The Irvine Welsh of the scientific literary world
Originally written in 1976, and this the second edition in 1989, Richard Dawkins’ The Selfish Gene demands a significant mental shift to get into. It’s like reading Irvine Welsh’s Trainspotting for the first time. You have to adjust the way you think to the dialect of the text, but when you do, a whole new world opens out in front of you.
I spent the first four or five chapters seething at Dawkins for his, admittedly explained, use of words that personify genetics and evolutionary processes; making genes sound like thoughtful, Machiavellian strategists that deploy ever more cunning plans in a bid to duplicate and propagate their direct descendants, while in an earlier or later sentence qualifying this with nods to this not “actually” being the case. Once you get over this stumbling block you start to relax into the wonder that he has unfolded.
Drawing on the works of a few choice scientist that came before him, including George C. Williams and Darwin (duh!), and dissing others that hold less of his favour, Dawkins has created a new understanding for evolution, one in which the gene, or more importantly the replicator, is the centre of attention. Obviously he doesn’t think that genes have motives when he calls them selfish, but that their replicatory pre-programming has necessitated what we would describe as self serving evolutionary development.
Though it’s not necessarily an immediately easy book to read, it’s definitely worth sticking with, because the understanding that you will have after finishing it (unless you’re a geneticist) will be earth shattering. You’ll find yourself trying to explain the evolution of phenotypic effects that crop up in your day to day life. You’ll start to consider any new thought you have, thing you write down or music you play as a meme, the thought replicators that Dawkins posits in Chapter 11, and wonder how far they might reach if you gave them a nudge.
However, by far the most interesting proposal in the book is that humans, what with our sentient self awareness, are uniquely placed to control and manipulate our genetic development for the good of society; women could cut sh*ty men out of the gene pool by simply choosing not to bump uglies with them, fear could be managed by understanding it as a phenotypic effect of the flight or fight genes that we have inherited, and racism, xenophobia, sectarianism and radical nationalism could be washed away as phenotypic effects of our “selfish” genes.
In addition to the theory of the “selfish” gene, the book is also littered with amazing golden nuggets of scientific info; like the distance a whale’s song can travel underwater, how fig trees are fertilised and a brief introduction to the ominous other replicators, viroids and plasmids, which I would like to suggest as being both dangerously concerning and wonderfully full of possibility (although I’m undoubtedly not the first).

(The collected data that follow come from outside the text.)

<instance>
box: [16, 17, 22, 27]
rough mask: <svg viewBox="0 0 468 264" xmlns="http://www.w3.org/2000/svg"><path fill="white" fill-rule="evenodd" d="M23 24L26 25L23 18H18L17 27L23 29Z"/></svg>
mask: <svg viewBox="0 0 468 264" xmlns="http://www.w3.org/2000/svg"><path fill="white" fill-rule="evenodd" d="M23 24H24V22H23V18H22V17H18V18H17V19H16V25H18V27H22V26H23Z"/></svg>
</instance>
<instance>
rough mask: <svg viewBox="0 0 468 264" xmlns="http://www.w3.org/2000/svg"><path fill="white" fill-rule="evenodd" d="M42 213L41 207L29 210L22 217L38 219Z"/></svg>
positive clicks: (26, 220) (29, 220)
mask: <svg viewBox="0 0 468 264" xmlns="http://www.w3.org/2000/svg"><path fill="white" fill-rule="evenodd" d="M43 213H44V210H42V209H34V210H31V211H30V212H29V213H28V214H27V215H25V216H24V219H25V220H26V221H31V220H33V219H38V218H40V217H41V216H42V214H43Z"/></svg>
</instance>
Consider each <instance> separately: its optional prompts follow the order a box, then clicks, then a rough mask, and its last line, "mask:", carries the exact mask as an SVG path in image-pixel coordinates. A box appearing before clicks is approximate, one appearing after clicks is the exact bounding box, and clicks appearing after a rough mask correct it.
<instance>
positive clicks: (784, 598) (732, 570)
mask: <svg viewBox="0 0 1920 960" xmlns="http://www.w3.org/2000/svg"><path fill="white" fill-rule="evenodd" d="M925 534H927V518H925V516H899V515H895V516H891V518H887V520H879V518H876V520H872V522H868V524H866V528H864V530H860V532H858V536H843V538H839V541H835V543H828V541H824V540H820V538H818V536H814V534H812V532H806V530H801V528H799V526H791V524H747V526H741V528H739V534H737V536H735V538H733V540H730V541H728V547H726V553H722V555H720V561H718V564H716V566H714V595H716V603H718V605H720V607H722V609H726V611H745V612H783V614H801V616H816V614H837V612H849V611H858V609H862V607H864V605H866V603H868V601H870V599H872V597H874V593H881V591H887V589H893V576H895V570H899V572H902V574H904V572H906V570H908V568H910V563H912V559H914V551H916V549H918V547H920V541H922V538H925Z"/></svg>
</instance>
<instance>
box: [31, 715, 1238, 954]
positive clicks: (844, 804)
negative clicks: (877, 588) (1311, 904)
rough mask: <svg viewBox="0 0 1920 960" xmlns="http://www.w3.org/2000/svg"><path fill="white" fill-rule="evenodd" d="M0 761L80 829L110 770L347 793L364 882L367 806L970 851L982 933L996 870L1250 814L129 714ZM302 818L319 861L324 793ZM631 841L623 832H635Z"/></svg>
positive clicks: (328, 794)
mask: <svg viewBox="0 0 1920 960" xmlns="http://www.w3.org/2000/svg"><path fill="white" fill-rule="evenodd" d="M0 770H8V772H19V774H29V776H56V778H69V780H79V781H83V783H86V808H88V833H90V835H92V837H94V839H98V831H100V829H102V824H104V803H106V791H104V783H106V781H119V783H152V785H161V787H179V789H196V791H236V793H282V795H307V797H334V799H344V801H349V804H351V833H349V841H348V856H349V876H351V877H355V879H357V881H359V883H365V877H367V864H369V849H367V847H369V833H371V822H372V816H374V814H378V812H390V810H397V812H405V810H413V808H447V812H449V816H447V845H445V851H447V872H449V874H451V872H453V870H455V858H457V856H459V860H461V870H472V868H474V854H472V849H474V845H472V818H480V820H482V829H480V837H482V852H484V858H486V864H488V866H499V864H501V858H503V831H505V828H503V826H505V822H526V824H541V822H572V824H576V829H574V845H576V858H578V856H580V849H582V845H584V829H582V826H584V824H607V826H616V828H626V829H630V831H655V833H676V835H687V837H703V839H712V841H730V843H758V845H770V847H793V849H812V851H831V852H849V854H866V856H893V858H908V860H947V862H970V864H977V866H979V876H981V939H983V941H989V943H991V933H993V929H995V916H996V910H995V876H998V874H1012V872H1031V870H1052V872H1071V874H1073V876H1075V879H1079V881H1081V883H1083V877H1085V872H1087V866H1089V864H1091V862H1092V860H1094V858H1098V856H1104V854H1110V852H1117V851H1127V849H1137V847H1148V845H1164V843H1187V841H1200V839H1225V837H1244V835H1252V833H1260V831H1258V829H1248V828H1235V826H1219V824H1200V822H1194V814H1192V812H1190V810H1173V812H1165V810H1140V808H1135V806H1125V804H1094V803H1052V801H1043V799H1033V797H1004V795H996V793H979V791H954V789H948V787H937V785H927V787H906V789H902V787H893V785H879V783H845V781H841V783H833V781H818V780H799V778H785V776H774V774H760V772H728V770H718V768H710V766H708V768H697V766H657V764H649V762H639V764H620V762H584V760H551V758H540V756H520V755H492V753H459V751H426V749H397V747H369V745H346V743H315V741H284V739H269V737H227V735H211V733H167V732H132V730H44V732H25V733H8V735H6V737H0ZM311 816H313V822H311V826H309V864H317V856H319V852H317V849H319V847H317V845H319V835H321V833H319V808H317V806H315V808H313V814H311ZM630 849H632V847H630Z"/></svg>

In short, The Selfish Gene is a distinctly must-read book. It’ll shake the foundations of your understanding of the world around you and fill in huge chunks of knowledge about how we have gotten to where we are. However, there are a couple of dated paragraphs here and there and I can’t help but feel that Richard Dawkins could give a whole new lease of life to it with a brief re-write, including bringing the slightly annoying Endnotes into the main body of the text. Although, the 30th anniversary edition that he released in 2006 may have already addressed these points.
Endnotes – For everything that works well in the book there are a couple of passages that undo large swathes of Dawkins’ work. My favourite of these is in the final chapter (one of the two added specially for the second edition) in which he randomly uses looking at naked ladies as an example in nature where our sensory perception can be fooled. While I thought this was hilarious… Really Richard? Is that the best example you could come up with?